System reliability and resilience are major goals of the modernization and creation of a smart grid. In the United States, power outages are estimated to cause $79 billion in annual economic losses, and the cost of each outage increases with duration[1]. Automated fault location systems have the potential to reduce outage time and costs to customers by allowing fast and efficient deployment of repair crews. Furthermore, 90 percent of outages originate in distribution systems[2], highlighting the need for fault location algorithms tailored to generally opaque distribution feeders. The problem illustrated by these statistics is this: the costs of outages demand investments to reduce outage time, but the problems occur on the distribution system, where the cost of undergrounding or heavily instrumenting every feeder also becomes very high[2]. An effective fault location system should be accurate enough to direct maintenance crews directly to the point of the fault, and be cost effective so that significant investments are not required to enable the system.
Power system faults can be classified as either series or shunt faults.
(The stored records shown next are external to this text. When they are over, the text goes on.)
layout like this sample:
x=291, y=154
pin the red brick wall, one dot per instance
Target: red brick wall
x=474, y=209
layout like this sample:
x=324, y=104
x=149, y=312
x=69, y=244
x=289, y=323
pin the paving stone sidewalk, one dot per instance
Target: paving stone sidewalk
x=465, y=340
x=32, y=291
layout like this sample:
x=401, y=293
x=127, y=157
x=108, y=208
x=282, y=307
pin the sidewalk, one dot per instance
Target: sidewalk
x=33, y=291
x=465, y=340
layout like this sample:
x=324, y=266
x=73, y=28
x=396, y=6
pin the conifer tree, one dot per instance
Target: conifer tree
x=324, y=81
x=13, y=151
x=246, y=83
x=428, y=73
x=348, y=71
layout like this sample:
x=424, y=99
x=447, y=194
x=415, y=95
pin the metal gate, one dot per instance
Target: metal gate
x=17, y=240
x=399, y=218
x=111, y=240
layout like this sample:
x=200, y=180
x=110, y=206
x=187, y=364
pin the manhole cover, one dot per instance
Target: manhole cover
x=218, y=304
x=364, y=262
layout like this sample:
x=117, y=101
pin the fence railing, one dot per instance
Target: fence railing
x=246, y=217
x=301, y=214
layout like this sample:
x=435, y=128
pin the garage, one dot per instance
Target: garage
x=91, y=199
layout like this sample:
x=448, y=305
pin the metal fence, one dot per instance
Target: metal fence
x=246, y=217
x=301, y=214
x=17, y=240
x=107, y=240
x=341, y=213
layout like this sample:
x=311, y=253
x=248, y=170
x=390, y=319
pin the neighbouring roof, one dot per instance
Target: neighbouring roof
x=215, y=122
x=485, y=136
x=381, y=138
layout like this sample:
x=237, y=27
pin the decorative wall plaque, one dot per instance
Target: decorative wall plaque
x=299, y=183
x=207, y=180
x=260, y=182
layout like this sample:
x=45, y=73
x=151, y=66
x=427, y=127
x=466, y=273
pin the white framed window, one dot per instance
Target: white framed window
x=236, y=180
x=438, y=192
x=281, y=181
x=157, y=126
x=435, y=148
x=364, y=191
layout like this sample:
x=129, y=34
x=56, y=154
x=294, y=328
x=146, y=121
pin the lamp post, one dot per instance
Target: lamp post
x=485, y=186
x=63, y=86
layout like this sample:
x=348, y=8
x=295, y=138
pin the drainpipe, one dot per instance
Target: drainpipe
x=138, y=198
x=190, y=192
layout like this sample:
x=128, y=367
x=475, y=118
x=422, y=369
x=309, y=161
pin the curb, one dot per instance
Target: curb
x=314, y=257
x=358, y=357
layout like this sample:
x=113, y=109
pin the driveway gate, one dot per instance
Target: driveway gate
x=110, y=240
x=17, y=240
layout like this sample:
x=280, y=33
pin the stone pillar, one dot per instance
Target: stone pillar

A series fault (also known as an open circuit fault) is a fault for which the impedances of each of the three phases are not equal, usually caused by the interruption of one or two phases[3]. A shunt fault (also known as a short circuit fault) is defined as a fault that is characterized by the flow of current between two or more phases or between phase(s) and earth at the frequency of the associated power system[3]. Shunt faults are generally more severe than series faults and can cause fires or damage to equipment from high short circuit currents[4]. From 1992-2011, weather alone caused 78 percent of customer outages in the United States[6]. Not only are overhead distribution circuits highly susceptible to shunt faults, but the circuits in rural areas that are exposed to the elements are more likely to be long, sparsely loaded and in difficult to access areas. This makes an important class of faults difficult to locate by visual inspection.
Existing fault location methodologies
Existing methods of fault location vary in complexity and in feasibility. The traditional brute force method consists of obtaining an initial estimate of the location of a fault from mapping customer outages, performing switching operations and then sending repair crews to visually inspect long sections of line[7]. While reliable and easily performed, this method is antiquated and prolongs outage time.
Another class of fault location systems, often referred to as traveling wave methods, relies on a high sampling rate and synchronized measurements to calculate the location of the fault[8]. This type of approach involves using signal processing techniques (particularly wavelet transforms) to identify the time at which the disturbance from a fault is observed. Because the time for the signal to propagate from the disturbance to the measurement equipment is a function of the distance from the fault, the difference in observed disturbance times at different synchronized measurement devices can be used to locate the fault[9]. Another wave based approach is presented in Ref. 10 that is specifically tailored for tree structured distribution systems with distributed generation and makes use of the difference in arrival times of reflected waves, rather than synchronized measurements. These techniques have been shown to be highly accurate and robust to variations in system conditions (including loading and distributed generation) since they are not dependent on any assumptions about the system besides the topology and line parameters.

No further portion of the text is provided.